Он бы чуть наклонился к ней. Его красивое, волевое она увидела бы совсем близко. И внимательно вгляделась бы в него, пытаясь найти то, что давно не замечала в окружающих.
Глава 4.
Теперь, благодаря имени, ветру, что принесла с собой осень, хранительница всегда сопровождала её, своей любовью ограждая от жизни, страданий, что приносят пятнадцать лет и первая любовь. Будь это возможно, она бы считала, что сумела обойти закон. Но закона не было. Не было и правил. Была только любовь хранителя к человеку, неблагодарное заблуждение человека в том, что он один на этом свете. И шанс. Шанс узнать, что это не так.
Леонора привыкла к своему имени. Медленно, не потому, что это было трудно, а потому что не вписывалось в рамки здравого смысла, которым располагает человек, привыкли к нему и другие. Мама все еще упрямо повторяла прежнее имя, смотрела исподлобья, однажды кричала. А потом вдруг смирилась. Или посчитала, что это уйдет, как ушло когда-то у неё. И не вернулось.
-Не уйдет... это никогда не уйдет, - думала Леонора, и душа её в такие моменты, казалось, прощалась с одиночеством.
В её сознании новое имя почему-то было неразрывно связано с Артемом, с любовью, с его образом.
...кажется, она спала, когда вновь получила шанс. Дни теперь сделалась такими же богатыми на возможность использовать и обрести шанс, как и ночи: хранительница всегда была рядом. А темнота по-прежнему заглядывала в сердце девочки только по ночам, окутывала её, забирая мысли, воспоминания об очередном дне. Забирая то ненавистное непонимание, что сопровождало её в реальности. Темнота будто притупляла чувства, смягчала боль и оставляла любовь к Артему лишь неясным прошлым, не имеющим значения.
-этого не может быть, - подумала хранительница вслух, и изумрудные глаза её, при жизни живые, яркие, а сейчас тусклые, заглушенные ненавистной темнотой, загорелись, проникая в сознание спящей Леоноры.
И хоть она знала каждый шаг и каждую мысль подопечной, каждую мечту и каждое желание, она снова и снова перебирала его образы, направляя её сны и пытаясь понять, нужен ли ей этот шанс... или она и вправду забыла?
Вот Артем в столовой, с друзьями... вот он спешит на урок, на ходу сбивая девятиклассницу и легко подхватывая её на руки, со смехом принося извинения... а вот он идет ей на встречу, и их глаза сейчас встретятся...
Но их глаза не встретились, Леонора не проснулась, потому что хранительницу вовремя вытолкнула из закоулков юной души темнота. Вытолкнула мягко, почти вежливо и тут же скрыла девочку в своих ласковых объятиях. Затушив последние искорки света, что успела посеять хранительница.

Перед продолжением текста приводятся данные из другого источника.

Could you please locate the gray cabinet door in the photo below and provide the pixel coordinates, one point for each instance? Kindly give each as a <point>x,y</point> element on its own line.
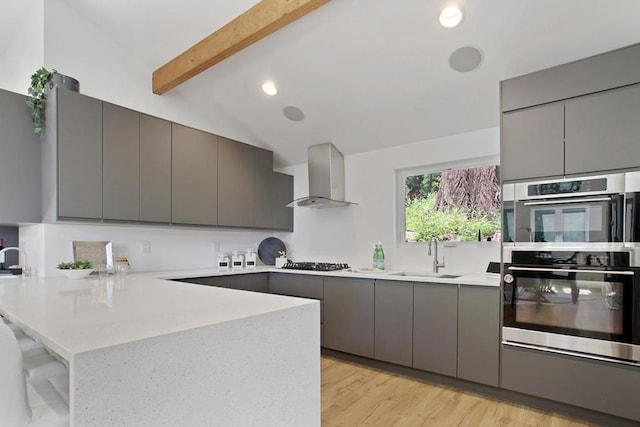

она давно смирилась с тем, что вынуждена делить Леонору с темнотой, которая постепенно, шаг за шагом, ночь за ночью, окутывая её девочку. Но никогда ещё темнота не брала верх над хранительницей. Она лишь витала рядом, бездушная, безмолвная, пустая.
Секунду хранительница стояла молча, неподвижно, в задумчивости глядя на безмятежную улыбку Леоноры, тонувшую во мраке ночи. Она приняла решение быстро, как принимала когда-то, ещё при жизни, когда и на её губах играла такая же улыбка, и сердце согревал такой же крепкий, беззаботный сон.
Неяркое свечение окутало прозрачную фигуру. На мгновение оно взметнулось к черной глади потолка зеленоватым пламенем, яростным, отчаянным, как её проснувшиеся чувства. потом пламя погасло. свет поглотила тьма.
Тишина опустилась на комнату. И в тишине пронесся сдавленный шепот, еще недавно казавшийся Леоноре дуновением ветра:
-Что я наделала... своими руками... потратить силы на то, чтобы везде быть с ней и не иметь возможности просто защитить от темноты!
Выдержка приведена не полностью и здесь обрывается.